Jill tried to motivate them. He delegated small jobs. He said he understood. He said they couldn’t give up now, they had to act, they had to work harder on Bird’s behalf. He told them horror stories of soldiers who came back, but never soldiers that died. Still, they weren’t moved.

Claire was leaning in the doorway and the totality with which Jill refused to acknowledge her made her feel like she was eavesdropping.

“He needs us,” Jill was saying. “You don’t want him to come home all homicidal, do you? That’s what the Army does to you. They replace all of your emotions with one: anger.”

Lawrence shrugged. “That’s not special,” he said. “Haven’t you ever felt like killing someone? You know you’d never do it, but. You feel that rage.”
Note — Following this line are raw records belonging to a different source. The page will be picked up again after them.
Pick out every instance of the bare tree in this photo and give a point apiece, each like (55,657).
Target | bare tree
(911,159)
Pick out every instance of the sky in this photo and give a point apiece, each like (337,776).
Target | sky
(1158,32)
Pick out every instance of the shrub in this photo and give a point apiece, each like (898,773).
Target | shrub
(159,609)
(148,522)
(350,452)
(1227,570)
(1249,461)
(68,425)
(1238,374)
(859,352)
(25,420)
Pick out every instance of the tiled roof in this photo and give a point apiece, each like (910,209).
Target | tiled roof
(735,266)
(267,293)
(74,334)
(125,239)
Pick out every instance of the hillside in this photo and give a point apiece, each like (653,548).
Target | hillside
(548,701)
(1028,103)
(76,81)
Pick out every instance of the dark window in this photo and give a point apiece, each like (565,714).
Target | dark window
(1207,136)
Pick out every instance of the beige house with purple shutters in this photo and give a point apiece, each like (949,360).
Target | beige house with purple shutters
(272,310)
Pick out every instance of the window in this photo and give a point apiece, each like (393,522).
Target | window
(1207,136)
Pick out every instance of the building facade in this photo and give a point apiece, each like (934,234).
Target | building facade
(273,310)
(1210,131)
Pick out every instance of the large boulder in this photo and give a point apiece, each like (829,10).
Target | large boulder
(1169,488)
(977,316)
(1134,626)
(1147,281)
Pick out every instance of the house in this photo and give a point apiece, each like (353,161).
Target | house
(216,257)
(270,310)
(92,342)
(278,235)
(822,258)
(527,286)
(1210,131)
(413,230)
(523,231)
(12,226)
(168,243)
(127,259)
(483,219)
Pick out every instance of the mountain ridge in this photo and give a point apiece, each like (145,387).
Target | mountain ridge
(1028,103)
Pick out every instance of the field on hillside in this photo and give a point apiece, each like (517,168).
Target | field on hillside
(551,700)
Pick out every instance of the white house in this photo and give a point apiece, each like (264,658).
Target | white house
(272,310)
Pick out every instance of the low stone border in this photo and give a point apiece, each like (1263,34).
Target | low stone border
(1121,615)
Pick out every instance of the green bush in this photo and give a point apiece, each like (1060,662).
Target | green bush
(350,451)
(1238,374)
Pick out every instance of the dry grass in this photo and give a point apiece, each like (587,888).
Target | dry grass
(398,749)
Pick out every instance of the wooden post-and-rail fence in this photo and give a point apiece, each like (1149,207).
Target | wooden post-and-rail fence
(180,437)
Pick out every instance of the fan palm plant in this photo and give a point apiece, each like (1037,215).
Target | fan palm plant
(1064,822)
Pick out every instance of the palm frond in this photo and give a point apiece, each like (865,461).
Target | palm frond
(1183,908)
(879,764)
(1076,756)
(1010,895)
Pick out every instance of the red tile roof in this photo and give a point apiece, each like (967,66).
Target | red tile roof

Jill stared at him a moment, hard-eyed. He’d lost them. “No,” he said, “I haven’t.”

Bird’s real name was Alexander Montrose. Claire only thought to ask after he left. He was Jewish and his parents lived in Rochester and he had a younger sister who sent him cards with flowers made of glue and glitter. When she later found one he’d forgotten to pack, it let loose its dust which sparkled on her floor.

——

They were using the painting against her. Freddie’s lawyer informed her of this at a meeting Freddie conveniently missed. The lawyer’s bald head gleamed in the overhead light. Claire had stolen it, he said. It was Freddie’s, and Freddie had gifted it to his sister. “What my client is offering should be considered very generous to an art thief.” It wasn’t legally hers, and the theft, he said, demonstrated she was unworthy of financial support.

Freddie met her on the front steps of the uptown office afterward. He was out of breath. Sweat sprung from his temples. He looked old. Is that what she looked like to him?

“Was that some kind of underhanded strategy?” Claire asked. “Not showing up for the meeting? I looked pathetic in there, fighting against no one.”

“I was held up at work. What do you want me to say?” He took a deep breath, paused and spoke calmly, as one does when dealing with a misbehaving child. “I don’t want any hard feelings. You’re upset about the painting, I know. We’ll talk about it. But maybe it’s best for you if you don’t keep it, don’t you think?”

“Such sudden interest. Do you have a collector looking at it? You must think I’m such a fool. You’re probably laughing with your friends at that dolt who doesn’t know the worth of art. Well, that dolt used to be your wife and knows you better than you think.”

Freddie shook his head ceremoniously. “Why do you think I’m out to hurt you? If you can’t trust the man you were with for eighteen years, I don’t know what to tell you.”